In retrospect, this is not surprising.

Although most cancers appear to require telomerase to become immortalized, it is known that only about 10% to 20% of cancers undergo single nucleotide changes in the promoter upstream of the telomerase gene. However, this includes approximately 70% of melanoma and 50% of liver and bladder cancer.

Hockemeyer said that the evidence used to support the up-regulation of telomerase expression by this TERT promoter mutation has been paradoxical: cancer cells tend to have shorter telomere chromosomes but higher levels of telomerase, which A high level should produce longer telomeres.

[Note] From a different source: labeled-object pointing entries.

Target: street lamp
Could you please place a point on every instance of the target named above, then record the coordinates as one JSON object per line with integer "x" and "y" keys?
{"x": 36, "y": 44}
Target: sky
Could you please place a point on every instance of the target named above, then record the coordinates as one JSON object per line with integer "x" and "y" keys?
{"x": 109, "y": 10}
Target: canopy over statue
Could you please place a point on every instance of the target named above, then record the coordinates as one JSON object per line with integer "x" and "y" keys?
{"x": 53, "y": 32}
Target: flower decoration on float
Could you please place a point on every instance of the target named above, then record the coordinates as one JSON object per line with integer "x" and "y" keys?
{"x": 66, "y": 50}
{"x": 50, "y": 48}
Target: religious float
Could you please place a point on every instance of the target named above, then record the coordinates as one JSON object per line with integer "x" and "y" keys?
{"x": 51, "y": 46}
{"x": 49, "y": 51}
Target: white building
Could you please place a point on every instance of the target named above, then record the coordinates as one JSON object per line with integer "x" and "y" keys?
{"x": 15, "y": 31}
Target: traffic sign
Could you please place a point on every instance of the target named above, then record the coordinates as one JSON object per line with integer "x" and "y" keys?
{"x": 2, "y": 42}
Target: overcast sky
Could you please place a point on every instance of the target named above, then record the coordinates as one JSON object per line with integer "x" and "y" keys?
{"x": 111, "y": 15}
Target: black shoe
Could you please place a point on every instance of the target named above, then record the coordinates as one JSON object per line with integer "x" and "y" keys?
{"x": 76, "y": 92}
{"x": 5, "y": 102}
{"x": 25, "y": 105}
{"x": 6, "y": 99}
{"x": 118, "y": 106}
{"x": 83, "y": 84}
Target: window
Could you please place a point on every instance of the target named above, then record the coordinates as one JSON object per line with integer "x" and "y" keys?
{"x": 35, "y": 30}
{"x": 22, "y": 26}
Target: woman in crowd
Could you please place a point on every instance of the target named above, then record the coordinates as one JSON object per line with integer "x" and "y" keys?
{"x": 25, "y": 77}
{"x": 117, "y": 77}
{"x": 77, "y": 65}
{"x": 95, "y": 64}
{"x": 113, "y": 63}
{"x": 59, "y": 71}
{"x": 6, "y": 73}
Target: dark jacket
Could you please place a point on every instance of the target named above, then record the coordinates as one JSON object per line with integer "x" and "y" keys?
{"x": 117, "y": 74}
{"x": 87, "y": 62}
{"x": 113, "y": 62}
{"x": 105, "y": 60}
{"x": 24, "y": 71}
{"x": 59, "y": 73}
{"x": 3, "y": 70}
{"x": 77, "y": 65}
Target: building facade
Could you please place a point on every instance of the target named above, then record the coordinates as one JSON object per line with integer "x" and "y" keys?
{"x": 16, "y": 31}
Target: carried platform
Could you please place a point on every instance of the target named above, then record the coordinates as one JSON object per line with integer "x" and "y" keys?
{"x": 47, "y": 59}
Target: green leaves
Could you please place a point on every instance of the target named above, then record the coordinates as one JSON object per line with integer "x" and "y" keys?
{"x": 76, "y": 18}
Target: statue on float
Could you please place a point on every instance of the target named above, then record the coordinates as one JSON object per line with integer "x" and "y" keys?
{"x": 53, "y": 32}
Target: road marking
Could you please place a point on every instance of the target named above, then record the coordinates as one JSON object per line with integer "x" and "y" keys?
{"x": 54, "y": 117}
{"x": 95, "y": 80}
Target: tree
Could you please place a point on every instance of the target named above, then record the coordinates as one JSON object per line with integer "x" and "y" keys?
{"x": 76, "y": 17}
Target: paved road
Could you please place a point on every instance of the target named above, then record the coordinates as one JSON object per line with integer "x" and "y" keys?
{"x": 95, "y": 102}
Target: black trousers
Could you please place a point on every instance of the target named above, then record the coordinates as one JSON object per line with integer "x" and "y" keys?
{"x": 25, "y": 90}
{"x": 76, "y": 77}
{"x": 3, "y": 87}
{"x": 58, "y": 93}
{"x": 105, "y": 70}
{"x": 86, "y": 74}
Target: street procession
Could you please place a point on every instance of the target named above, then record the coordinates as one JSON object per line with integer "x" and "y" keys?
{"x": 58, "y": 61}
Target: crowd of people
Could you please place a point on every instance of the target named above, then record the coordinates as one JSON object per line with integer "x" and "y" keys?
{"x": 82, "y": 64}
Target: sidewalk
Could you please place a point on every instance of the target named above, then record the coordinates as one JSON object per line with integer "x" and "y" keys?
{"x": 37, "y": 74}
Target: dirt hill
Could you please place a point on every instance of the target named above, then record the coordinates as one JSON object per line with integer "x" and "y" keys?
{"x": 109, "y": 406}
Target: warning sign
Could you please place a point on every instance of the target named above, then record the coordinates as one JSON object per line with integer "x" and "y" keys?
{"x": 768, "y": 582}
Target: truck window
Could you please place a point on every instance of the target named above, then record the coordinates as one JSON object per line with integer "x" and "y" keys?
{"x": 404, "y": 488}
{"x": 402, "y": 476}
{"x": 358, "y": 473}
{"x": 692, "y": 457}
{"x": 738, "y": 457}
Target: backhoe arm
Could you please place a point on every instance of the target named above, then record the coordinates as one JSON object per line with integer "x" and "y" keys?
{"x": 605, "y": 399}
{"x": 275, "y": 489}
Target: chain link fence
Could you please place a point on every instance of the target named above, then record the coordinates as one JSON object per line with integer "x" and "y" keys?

According to these new findings, telomeres are relatively short in precancerous cells because telomerase is just sufficient to maintain without prolonging telomeres.

Hockemeyer said, "Our paper reconciles conflicting information about cancers that carry this mutation."

The discovery also addresses another recent counterintuitive finding: people with shorter telomeres are more resistant to melanoma. The reason, he said, is that if a TERT promoter mutation promotes the conversion of precancerous lesions (黑色) to melanoma, then in people with shorter telomeres, telomerase is expressed on the cells and they become These cells will die before immortalization.

The study also involved genetic engineering of cells differentiated from human pluripotent stem cells to carry TERT promoter mutations, followed by a progression of their immortalization. These results are identical to those observed in human skin lesion samples obtained from patients at the University of California, San Francisco, at the Helendale Family Comprehensive Cancer Center.